Trahant, chairman of the Maynard Institute for Journalism Education, spoke Monday to students of the Freedom Forum-sponsored American Indian Journalism Institute as part of the AIJI summer program. High school students from the university's Math and Science Initiative Program also were in attendance, but Trahant directed his message primarily to the aspiring journalists.
A Shoshone-Bannock, Trahant stressed that journalists shouldn't be afraid of their failures. He shared a story about going to San Francisco to cover the 1994 earthquake.
He said he covered the story from many different angles, spending hours moving around the city. But his editor told Trahant that he should have focused on a single place devastated by the earthquake and written the simple story instead of trying to compete with the news wires and their overall coverage.
According to Trahant, that was his biggest failure.
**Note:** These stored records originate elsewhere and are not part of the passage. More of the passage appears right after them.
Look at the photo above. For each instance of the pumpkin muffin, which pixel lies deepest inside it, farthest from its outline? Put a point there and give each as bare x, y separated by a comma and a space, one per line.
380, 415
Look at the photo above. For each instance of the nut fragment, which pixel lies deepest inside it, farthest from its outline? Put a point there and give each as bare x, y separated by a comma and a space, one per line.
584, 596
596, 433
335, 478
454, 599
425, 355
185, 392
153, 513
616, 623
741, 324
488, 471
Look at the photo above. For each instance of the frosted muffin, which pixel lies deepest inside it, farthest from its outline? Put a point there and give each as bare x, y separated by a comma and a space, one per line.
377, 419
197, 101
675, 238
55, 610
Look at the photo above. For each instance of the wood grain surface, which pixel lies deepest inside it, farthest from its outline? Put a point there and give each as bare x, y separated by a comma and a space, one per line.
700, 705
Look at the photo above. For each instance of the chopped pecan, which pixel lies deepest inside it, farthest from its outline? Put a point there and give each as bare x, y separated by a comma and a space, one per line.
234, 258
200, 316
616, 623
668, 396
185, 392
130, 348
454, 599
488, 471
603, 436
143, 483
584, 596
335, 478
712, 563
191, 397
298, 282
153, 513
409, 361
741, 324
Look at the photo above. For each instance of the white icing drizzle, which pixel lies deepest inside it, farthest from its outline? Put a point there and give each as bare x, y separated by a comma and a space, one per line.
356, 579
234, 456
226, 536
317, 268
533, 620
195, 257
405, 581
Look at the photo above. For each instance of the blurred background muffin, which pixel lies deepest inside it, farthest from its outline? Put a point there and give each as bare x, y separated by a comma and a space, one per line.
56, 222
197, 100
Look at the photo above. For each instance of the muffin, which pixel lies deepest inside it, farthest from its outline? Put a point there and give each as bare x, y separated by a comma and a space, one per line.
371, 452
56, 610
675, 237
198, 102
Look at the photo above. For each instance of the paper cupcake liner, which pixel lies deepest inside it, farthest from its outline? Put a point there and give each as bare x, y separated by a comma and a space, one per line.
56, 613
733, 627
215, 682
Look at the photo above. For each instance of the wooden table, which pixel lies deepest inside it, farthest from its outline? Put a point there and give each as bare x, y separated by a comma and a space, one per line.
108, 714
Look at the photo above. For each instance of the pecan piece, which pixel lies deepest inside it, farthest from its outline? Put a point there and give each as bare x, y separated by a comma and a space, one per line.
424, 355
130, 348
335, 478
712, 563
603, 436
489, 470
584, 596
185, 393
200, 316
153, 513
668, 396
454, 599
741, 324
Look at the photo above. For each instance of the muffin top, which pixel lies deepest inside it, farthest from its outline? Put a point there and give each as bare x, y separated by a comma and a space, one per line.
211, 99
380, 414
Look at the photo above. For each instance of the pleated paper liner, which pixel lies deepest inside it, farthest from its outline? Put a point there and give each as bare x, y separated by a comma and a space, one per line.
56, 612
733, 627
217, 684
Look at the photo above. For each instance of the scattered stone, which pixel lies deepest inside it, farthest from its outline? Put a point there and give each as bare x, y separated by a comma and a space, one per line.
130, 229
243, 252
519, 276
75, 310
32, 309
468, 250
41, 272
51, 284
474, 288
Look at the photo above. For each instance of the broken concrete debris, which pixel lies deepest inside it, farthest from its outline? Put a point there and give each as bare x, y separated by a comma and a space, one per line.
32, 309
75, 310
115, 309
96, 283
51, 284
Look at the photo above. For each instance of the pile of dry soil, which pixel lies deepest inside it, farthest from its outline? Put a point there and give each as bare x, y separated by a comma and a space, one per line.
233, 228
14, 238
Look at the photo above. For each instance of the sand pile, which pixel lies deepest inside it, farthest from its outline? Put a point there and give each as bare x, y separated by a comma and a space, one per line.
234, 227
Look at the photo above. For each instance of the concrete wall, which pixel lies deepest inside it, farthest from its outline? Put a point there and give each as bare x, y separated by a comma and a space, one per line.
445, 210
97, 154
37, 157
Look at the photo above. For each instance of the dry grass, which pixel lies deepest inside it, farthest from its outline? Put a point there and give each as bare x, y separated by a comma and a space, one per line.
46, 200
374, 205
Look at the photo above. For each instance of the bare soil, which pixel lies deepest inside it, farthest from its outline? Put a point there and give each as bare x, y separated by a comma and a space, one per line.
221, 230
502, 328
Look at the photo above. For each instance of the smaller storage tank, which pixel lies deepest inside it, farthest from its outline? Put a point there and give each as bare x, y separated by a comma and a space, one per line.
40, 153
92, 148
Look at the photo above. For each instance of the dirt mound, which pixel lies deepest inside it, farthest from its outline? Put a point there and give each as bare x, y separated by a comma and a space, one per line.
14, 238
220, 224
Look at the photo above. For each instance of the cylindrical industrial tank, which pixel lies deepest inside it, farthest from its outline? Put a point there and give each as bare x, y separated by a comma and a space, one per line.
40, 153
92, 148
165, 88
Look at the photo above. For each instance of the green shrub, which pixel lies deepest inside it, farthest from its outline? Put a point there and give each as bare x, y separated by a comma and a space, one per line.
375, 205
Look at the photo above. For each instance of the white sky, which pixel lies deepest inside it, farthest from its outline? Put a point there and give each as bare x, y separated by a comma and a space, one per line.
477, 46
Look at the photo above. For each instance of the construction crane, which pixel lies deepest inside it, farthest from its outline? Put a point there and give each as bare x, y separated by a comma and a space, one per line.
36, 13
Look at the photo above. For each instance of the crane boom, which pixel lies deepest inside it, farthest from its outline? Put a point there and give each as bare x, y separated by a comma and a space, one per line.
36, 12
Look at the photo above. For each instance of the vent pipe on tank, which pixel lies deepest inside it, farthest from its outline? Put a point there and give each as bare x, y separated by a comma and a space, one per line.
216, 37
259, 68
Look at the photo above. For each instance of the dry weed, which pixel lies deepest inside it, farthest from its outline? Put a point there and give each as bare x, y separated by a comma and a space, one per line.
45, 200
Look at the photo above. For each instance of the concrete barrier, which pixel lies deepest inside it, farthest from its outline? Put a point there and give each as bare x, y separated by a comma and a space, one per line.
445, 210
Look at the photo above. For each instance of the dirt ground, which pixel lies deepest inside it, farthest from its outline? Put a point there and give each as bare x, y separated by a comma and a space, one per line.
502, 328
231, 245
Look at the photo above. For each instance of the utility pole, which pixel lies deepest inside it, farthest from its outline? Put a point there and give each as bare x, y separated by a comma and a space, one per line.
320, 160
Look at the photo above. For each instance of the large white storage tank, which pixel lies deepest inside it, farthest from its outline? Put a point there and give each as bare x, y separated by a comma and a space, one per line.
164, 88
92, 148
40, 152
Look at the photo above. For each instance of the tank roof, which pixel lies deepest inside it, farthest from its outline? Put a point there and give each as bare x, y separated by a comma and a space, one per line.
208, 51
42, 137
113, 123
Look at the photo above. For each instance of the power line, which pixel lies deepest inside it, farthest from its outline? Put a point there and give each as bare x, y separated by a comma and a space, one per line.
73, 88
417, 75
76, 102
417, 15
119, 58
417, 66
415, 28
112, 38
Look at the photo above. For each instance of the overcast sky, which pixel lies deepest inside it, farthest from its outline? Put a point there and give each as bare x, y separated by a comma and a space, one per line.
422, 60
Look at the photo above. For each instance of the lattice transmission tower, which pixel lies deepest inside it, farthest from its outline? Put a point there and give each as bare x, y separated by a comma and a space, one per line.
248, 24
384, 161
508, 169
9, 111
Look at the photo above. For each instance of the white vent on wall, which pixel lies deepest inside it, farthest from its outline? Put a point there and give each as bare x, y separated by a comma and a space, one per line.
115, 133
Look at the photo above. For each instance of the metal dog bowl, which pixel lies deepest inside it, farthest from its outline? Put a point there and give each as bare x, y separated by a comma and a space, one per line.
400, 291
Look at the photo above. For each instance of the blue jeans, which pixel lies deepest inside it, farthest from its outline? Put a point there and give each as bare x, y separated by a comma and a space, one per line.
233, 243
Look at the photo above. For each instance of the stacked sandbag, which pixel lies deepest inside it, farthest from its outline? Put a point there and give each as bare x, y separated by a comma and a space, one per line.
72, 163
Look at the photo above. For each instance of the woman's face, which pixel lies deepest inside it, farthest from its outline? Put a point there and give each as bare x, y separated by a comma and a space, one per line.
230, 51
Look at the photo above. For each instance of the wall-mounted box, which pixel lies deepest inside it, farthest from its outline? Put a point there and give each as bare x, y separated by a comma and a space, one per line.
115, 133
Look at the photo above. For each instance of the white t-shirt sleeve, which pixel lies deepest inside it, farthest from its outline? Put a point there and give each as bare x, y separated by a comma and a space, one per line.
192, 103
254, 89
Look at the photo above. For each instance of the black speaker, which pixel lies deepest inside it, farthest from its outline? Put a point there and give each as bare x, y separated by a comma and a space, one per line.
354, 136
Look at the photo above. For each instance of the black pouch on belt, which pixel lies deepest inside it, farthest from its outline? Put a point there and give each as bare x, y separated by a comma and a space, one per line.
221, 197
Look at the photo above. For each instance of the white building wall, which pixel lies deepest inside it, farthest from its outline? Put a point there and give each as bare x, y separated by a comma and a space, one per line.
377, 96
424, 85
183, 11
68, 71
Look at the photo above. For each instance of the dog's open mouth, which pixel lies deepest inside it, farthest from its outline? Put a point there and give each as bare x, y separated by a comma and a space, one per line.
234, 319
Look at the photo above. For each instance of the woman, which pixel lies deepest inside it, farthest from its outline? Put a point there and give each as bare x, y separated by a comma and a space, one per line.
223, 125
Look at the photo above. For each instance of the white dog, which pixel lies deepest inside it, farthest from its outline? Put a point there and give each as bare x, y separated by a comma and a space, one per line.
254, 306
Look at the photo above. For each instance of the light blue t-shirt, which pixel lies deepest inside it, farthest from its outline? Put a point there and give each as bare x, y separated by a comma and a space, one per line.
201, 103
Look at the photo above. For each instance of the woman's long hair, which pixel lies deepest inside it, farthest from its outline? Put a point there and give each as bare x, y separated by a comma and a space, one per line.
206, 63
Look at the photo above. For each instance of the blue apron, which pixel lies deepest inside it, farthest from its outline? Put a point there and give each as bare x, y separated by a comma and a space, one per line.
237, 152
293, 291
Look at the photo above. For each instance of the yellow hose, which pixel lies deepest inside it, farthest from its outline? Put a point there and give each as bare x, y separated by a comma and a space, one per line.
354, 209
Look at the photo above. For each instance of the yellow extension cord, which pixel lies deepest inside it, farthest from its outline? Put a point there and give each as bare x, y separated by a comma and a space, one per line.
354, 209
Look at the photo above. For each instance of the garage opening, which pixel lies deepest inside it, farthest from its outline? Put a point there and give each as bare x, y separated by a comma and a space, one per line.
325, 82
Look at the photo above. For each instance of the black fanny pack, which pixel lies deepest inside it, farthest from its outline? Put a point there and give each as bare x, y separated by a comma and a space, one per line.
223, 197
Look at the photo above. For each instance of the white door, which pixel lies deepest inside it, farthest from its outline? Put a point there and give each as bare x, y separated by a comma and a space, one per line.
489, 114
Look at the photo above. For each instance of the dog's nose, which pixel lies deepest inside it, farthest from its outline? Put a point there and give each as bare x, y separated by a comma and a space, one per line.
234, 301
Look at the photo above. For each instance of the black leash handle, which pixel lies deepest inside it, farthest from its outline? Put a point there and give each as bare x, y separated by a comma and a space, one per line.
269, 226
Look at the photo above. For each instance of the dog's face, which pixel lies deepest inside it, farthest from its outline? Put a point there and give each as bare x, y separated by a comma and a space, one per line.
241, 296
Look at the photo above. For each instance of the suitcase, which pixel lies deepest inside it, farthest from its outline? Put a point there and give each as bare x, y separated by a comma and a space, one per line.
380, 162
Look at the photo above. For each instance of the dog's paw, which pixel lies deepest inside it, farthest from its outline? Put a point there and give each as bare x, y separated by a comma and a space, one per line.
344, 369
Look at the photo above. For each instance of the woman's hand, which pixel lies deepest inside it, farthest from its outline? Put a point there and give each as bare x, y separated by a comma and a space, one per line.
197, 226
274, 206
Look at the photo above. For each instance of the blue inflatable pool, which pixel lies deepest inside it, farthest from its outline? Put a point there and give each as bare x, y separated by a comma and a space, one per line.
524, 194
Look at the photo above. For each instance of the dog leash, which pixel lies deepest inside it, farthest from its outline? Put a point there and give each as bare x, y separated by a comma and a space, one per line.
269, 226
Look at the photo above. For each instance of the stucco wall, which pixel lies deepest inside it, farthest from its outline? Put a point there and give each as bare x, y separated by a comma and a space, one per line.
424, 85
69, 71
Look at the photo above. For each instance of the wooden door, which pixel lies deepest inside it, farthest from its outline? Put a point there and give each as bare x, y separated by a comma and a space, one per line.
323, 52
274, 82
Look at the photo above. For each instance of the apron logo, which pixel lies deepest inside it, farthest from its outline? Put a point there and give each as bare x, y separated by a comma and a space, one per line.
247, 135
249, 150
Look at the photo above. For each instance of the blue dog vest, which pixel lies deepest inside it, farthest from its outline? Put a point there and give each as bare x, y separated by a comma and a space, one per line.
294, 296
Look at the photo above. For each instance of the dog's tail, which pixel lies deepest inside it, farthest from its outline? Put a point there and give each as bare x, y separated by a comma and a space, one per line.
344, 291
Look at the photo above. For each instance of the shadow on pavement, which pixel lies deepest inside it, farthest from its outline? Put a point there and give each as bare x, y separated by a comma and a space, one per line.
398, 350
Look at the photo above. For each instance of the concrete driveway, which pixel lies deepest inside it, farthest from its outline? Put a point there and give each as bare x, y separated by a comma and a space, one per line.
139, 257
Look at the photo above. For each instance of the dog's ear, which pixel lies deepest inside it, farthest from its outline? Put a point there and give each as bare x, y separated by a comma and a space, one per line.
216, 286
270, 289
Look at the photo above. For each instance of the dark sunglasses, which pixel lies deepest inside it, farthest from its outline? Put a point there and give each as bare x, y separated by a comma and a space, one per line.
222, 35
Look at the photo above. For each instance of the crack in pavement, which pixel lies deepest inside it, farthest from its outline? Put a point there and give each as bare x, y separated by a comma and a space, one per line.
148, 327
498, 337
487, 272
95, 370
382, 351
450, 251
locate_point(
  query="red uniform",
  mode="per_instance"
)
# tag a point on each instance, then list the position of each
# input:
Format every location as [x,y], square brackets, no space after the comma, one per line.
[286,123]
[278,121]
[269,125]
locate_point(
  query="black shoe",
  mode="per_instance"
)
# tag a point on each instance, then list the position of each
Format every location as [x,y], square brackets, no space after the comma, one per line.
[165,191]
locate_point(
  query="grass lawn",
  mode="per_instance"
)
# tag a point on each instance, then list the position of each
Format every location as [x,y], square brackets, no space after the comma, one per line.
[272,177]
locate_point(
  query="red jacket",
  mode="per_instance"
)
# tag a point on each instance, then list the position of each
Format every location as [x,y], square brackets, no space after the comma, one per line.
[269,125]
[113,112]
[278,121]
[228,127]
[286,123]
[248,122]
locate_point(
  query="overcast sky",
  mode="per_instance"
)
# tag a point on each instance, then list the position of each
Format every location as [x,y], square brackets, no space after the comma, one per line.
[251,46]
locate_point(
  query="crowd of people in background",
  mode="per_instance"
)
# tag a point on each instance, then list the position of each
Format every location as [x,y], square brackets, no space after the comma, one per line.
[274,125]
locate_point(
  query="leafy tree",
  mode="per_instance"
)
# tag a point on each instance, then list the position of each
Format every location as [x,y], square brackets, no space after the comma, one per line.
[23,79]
But he shared with students the importance of not fearing failure.
"You can't underestimate the power of failure," he said. "That is the one thing I wish for everyone to know."
Trahant said journalists must learn from their mistakes and just keep reporting and writing.
"This is all about storytelling," he said. Storytelling is the key to newspaper writing, he added, and he urged the student journalists to write constantly to improve themselves.
"Writing is a muscle that you exercise everyday," he said.
Trahant told students that he wanted to be a writer since he was a child and once made a newspaper colored with crayons that he called The Sun.
Years later, Trahant worked for tribal newspapers and became a columnist for the Seattle Times. He authored the book, "Pictures of Our Nobler Selves," a history of Native American journalism. Today, he is also a Freedom Forum trustee and writes a column for MSNBC.com twice a month.
"I can't imagine how life would be without journalism," Trahant said.